Decide on the amount of storage you want. The technician can help with that.
You will get two NAS drives. One will go in the office, the other in a remote location that has a fast internet connection.
Both drives will start out in the office, the initial large data transfer will be easier that way.
The drives are synced and tested while in one location, this makes troubleshooting easier.
The second drive goes to the remote location.
Drives can be set to back up continuously or at a specified time, usually early morning hours when no bandwidth is being consumed
This peace of mind is critical in securing your data information. Also make sure that important accounting data and correspondence gets saved from other staffers and departments in the office. The cost for this is less than you may think, and you can avoid sad stories of lost data and ransomware.
Cloud Backup
Whenever I mention the possibility of using cloud backup, I often get a response related to security. First, platforms like Dropbox are secure and second, the plans and files you are saving are usually public domain if somebody wants to look them up. How tragic is it if somebody sees the CAD for a subdivision anyway? The exception I will agree is sensitive correspondence, financial information, and most internal communication. Use the NAS for that and trust the rest online. Here is the process.
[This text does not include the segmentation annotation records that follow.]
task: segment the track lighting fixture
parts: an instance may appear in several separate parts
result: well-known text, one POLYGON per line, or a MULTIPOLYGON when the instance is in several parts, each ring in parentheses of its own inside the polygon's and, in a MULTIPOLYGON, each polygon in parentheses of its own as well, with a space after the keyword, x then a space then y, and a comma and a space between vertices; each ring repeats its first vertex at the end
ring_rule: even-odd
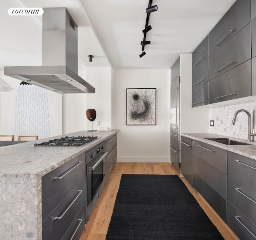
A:
POLYGON ((92 58, 94 57, 93 55, 88 55, 87 57, 89 58, 89 61, 92 61, 92 58))
POLYGON ((140 42, 140 45, 146 45, 147 44, 150 44, 150 41, 142 41, 142 42, 140 42))
POLYGON ((142 54, 140 54, 140 58, 143 57, 144 55, 145 55, 145 54, 146 54, 146 53, 144 52, 142 52, 142 54))
POLYGON ((142 30, 142 33, 144 34, 145 34, 147 33, 150 30, 151 30, 152 29, 151 28, 151 26, 150 25, 148 25, 146 28, 142 30))
POLYGON ((150 41, 146 41, 146 37, 147 33, 152 29, 151 26, 148 25, 148 20, 149 20, 149 16, 150 13, 153 12, 155 12, 157 11, 157 6, 154 5, 152 6, 152 2, 153 0, 149 0, 148 1, 148 6, 146 9, 146 12, 147 12, 147 18, 146 20, 146 25, 145 26, 145 28, 142 30, 142 33, 144 35, 144 37, 143 38, 143 40, 140 42, 140 45, 142 46, 142 53, 140 55, 140 58, 143 57, 146 53, 144 52, 144 47, 146 45, 150 44, 150 41))
POLYGON ((146 10, 146 11, 148 14, 152 12, 156 12, 156 11, 157 11, 157 5, 155 5, 154 6, 148 8, 146 10))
Decide on the platform and storage limits. Prices can vary widely so shop around. Security is similar with most so do not let that be an issue.
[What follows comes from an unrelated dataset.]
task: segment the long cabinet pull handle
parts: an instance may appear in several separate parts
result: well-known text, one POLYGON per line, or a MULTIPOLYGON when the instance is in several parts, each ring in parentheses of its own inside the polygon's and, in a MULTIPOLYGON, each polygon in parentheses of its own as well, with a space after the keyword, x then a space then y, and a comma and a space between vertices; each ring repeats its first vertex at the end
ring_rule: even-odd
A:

Decide on what to sync. I use the sync folder as local access as well because the data resides locally and is mirrored to the cloud.
Depending on your connection to the internet, you can choose to continually update or pick a specified time. This is usually in the early morning hours when you are hopefully not working, and speeds are good.
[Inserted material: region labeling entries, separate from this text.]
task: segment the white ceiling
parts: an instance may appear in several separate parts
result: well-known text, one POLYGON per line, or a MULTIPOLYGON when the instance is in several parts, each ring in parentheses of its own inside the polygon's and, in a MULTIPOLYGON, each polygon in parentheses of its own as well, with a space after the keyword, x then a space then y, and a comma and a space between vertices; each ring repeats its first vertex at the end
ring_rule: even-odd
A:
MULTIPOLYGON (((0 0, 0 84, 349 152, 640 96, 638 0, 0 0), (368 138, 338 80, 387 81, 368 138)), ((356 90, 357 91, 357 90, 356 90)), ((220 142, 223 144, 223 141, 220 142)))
A dashboard for the program will keep you posted with the status of a sync.
This easy solution may be the best option due to the protracted setup of a NAS. If you have followed along to this point, there is still the possibility of accounting and correspondence not being saved. Do not delay the install of a NAS too long.
Purging Stored Data
We never really get rid of information completely. After a time, we save a distillation of information and lock it away. You may also want to check with your attorney as to how long they feel you should have full saves as opposed to the reduced density mentioned. Here are some examples.
Regarding machine control data, we save the latest file we made in the native software and the last files sent to the field. The pdf’s can be saved as well. Sometimes if they are huge, we will strip out pages outside our scope. Remember they are generally available at the agency responsible for approvals. Let them warehouse it. We do not need the original CAD files.
Photogrammetry jobs get saved as the point cloud and GEO-tiff. Raw images and initial surface production can go away. With the point cloud we can generate what is necessary in case we need to go back. That will save a ton of space.
Takeoffs can usually be the program file we used for the numbers. No reports need to be saved as you can run them again. We save the pdf sheets associated with the takeoff as well.
Job notes and correspondence can get saved in total. They are almost always copies of emails and letters that take up little room. I have spent more time than it is worth trying to decide what should stay and the space saved is minimal.
Well, there you have it. A comprehensive plan for saving and securing data. The pandemic has changed everything and many of you are working at home and need access like as if you were in your office. When I started this company, we all worked remote and were on the cutting (painful) edge of a lot of the previously mentioned technologies. Things have gotten much simpler and integrating some or all these ideas will give you a piece of mind. There are a lot of horror stories out there regarding lost or stolen data. Hopefully, you will not be one of them.